Andreas left for Tennessee yesterday morning at the crack of dawn. I always hate when he goes away on business trips but for some reason, the crack of dawn goodbyes are the hardest. We’re all warm and cozy, and then it’s beep beep and tired sighs and quick kisses goodbye and before I know it, the sheets on his side are cold and I’ve got that heaviness that settles into your chest sometimes. You know the one I mean? When your person leaves?

Anyways, I guess part of it comes from the fact that I don’t really like being all alone for too long. I mean I can appreciate having the place to myself for a few hours just like anyone else. I love those couple of hours before Andreas gets home from work where I can just unwind by myself. Or sneaking out of bed on Sunday mornings to quietly drink coffee and read blogs in the sunshine.
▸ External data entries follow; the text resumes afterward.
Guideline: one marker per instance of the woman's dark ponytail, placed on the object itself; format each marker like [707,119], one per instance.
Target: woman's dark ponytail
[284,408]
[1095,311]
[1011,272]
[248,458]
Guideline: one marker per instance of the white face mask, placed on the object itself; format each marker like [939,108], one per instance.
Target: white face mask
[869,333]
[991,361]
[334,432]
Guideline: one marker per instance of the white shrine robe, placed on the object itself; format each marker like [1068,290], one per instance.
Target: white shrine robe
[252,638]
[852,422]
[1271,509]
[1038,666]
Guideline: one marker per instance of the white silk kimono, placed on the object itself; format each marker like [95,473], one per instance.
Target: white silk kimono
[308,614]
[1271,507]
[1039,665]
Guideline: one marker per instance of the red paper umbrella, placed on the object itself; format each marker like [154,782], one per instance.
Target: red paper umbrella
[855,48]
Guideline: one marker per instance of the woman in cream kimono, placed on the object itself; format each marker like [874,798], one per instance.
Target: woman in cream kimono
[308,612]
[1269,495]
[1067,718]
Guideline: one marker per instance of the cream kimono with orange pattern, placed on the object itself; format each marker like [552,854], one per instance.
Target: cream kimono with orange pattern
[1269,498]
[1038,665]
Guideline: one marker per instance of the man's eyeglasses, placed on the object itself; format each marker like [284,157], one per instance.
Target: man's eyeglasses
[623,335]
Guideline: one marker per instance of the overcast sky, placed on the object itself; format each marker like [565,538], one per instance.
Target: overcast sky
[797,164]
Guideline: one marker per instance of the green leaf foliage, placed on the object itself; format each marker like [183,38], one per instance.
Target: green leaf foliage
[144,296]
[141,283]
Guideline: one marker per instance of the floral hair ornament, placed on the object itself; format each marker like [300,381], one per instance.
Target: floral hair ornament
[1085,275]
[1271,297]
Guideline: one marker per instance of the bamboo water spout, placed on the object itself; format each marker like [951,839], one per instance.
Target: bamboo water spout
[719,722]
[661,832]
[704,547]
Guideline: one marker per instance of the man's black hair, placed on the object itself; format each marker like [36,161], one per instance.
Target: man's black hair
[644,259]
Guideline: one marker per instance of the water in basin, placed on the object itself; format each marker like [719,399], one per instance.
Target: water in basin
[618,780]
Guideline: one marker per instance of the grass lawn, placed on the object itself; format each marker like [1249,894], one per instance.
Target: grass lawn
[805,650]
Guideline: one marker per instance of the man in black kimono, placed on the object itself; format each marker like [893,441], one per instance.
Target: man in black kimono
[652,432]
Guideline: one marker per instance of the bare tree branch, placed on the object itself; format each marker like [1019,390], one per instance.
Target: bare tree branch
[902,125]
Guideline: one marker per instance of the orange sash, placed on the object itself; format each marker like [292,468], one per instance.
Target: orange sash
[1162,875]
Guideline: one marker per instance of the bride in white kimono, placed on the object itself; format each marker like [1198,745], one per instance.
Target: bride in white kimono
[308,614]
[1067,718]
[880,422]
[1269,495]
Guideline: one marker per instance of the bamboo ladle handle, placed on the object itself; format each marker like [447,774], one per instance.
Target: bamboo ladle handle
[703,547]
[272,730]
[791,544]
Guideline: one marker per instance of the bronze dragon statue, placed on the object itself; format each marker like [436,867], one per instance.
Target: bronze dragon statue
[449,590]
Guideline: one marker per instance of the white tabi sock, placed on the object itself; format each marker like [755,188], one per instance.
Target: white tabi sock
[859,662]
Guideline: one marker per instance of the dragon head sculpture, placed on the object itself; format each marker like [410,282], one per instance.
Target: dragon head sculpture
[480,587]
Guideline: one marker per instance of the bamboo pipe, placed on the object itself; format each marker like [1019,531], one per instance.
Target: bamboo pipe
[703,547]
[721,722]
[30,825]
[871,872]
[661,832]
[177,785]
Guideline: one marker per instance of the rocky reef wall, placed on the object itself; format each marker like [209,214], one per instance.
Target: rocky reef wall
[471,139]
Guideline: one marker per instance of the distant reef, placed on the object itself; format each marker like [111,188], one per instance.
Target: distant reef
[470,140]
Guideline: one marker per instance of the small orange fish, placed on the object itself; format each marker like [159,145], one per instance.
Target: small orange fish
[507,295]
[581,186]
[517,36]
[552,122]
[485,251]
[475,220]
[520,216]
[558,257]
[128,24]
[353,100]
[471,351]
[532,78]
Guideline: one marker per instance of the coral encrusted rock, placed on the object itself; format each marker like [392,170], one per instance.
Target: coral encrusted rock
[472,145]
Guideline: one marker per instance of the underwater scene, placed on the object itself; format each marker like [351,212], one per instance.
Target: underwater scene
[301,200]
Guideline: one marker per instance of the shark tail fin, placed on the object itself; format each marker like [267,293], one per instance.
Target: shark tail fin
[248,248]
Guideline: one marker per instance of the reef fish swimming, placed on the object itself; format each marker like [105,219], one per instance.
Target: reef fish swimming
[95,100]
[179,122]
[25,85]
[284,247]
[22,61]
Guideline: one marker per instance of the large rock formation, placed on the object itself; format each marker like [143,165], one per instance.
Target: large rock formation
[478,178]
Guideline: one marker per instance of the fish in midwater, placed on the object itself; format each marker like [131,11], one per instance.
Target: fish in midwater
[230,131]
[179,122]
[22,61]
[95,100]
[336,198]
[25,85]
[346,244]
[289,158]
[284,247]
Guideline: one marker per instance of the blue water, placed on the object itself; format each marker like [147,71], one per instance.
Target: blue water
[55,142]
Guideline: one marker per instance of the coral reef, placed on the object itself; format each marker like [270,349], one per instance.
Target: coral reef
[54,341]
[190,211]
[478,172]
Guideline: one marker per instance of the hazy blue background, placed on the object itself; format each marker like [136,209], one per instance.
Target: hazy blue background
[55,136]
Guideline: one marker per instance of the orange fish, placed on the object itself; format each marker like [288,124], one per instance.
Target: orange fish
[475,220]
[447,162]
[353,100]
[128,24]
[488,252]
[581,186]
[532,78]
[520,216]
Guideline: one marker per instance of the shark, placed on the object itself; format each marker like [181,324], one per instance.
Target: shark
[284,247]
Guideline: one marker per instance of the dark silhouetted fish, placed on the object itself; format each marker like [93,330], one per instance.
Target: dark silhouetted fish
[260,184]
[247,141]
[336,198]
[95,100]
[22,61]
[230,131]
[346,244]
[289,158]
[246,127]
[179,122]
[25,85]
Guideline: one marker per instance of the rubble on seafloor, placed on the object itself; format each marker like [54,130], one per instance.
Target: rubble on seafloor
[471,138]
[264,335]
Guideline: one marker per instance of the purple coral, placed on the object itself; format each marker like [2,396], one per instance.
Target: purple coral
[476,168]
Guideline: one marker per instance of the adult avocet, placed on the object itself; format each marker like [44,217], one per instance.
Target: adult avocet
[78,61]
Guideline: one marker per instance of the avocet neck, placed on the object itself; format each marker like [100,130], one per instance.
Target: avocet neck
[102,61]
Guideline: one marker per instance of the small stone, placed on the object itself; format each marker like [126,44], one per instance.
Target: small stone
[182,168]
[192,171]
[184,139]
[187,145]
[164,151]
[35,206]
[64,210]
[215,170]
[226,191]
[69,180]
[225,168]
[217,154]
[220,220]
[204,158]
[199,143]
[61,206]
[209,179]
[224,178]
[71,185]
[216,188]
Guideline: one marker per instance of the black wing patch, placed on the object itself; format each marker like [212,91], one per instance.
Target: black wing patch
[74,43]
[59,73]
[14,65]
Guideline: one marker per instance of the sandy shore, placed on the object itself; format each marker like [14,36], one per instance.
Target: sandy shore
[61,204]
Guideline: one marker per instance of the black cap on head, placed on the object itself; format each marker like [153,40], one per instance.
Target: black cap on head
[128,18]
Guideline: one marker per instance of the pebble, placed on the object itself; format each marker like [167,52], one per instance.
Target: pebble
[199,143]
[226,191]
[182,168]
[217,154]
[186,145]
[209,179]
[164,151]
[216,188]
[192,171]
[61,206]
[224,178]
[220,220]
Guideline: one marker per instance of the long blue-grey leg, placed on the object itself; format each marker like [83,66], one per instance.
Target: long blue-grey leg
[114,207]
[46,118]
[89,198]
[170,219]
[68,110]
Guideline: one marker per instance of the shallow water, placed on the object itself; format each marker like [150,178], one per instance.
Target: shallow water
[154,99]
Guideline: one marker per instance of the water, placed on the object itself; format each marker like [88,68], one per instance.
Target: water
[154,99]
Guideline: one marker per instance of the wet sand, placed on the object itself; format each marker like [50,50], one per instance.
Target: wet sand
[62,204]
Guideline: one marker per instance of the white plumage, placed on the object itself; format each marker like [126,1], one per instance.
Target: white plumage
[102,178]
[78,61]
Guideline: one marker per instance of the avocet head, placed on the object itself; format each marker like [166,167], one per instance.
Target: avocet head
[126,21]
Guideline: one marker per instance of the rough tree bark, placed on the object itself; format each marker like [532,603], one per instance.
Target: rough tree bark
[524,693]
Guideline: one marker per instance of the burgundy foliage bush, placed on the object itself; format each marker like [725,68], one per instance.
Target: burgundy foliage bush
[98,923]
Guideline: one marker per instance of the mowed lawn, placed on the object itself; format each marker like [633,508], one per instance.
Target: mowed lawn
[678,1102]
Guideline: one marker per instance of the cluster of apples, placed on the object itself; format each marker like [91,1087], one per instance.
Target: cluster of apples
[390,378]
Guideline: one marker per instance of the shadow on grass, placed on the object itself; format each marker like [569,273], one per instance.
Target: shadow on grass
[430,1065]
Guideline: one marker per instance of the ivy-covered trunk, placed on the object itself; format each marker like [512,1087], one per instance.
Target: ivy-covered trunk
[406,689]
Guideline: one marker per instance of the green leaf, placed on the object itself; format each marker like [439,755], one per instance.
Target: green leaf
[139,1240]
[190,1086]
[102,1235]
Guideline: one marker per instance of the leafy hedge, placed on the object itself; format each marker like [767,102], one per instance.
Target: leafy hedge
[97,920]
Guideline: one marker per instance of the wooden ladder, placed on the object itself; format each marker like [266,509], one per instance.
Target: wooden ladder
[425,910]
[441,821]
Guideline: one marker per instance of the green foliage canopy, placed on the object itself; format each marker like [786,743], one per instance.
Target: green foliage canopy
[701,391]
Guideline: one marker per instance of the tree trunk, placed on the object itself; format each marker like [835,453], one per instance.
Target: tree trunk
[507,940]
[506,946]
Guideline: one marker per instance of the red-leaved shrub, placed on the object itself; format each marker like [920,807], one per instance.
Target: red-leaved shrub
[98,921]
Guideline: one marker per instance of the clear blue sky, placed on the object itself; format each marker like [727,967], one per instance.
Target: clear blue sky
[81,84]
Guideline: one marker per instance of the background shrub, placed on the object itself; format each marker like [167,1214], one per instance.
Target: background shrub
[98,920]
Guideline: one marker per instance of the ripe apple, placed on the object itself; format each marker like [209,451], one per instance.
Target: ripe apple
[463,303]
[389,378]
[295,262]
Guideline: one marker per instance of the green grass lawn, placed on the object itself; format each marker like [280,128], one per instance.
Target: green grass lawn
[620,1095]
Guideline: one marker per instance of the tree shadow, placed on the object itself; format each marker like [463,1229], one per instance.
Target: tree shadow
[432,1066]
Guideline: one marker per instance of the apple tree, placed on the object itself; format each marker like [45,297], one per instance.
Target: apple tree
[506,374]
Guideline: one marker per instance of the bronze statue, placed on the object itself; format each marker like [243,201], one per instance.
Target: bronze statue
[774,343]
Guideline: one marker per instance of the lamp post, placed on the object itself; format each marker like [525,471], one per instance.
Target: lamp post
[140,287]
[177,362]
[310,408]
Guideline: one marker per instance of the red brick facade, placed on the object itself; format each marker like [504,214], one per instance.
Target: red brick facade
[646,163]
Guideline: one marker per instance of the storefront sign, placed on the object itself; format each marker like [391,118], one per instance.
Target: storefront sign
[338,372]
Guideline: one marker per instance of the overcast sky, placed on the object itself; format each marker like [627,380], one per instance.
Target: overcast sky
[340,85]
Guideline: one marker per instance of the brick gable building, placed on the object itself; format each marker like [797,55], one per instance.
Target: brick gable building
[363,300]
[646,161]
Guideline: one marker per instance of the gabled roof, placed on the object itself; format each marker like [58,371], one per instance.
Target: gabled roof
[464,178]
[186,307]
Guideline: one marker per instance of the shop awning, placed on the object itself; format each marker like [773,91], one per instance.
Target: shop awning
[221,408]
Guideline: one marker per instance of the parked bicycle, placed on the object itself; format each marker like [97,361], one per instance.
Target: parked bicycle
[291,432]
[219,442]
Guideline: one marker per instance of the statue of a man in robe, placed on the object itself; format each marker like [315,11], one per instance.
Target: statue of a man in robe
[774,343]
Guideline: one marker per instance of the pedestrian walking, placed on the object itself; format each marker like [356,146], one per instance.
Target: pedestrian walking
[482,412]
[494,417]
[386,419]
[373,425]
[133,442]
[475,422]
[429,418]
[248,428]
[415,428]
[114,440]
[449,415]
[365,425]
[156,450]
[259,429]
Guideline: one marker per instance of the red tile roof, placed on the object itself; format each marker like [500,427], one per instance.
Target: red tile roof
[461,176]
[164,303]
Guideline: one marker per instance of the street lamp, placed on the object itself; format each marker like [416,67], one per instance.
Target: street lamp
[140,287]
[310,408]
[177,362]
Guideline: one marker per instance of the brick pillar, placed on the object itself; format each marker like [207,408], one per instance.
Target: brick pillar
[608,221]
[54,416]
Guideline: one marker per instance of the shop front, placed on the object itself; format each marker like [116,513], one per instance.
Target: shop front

But I also relish the moment I hear his footstep on the stair in the evening or making him a cup of coffee when he finally wakes up on those lazy Sunday mornings. Plus I just like having him here, it’s not really home without him.

And of course on the one night when he’s not here and I have the TV all to myself, there is absolutely nothing on that I really want to watch. And on top of that, I gave myself one of the worst kitchen-related injuries I’ve ever had last night. I’m talking slicing right through my FINGERNAIL. You know, when you cook as much as I do, you get used to the little knicks and burns earned in the kitchen. They’re kind of like little tiny badges of honor. And you basically expect that one day, you’ll be in for a pretty bad one.

But in my book, slicing through my finger + being home alone = among my worst nightmares. Not to mention my extreme fear of blood and injuries of any kind. So when, while slicing peppers for a supposedly delicious Bulgarian pepper casserole, I cut into my finger and the blood instantly welled up and I knew I was all alone, well, it was a low moment indeed.

So what did I do? Call Andreas and pout of course. Oh yeah, and somehow I managed to quickly grab a paper towel, apply pressure and sit down to slow my blood flow. Instincts, I suppose. Eventually the bleeding stopped and I decided to continue cooking, but as soon as I began chopping a tiny pindrop of red welled up in the middle of my nail and that’s when I knew it was time. I called it a night and had cereal instead.

I guess that’s one good thing about being home alone. You can scratch dinner plans in favor of cereal at the last minute. Because the only mouth you have to feed? Is your own.

2 Comments

  1. Ouch! I’m cringing just thinking about slicing a finger. Glad it didn’t need stitches!

  2. Roxanne says:

    oooh shellbean! you and your poor finger!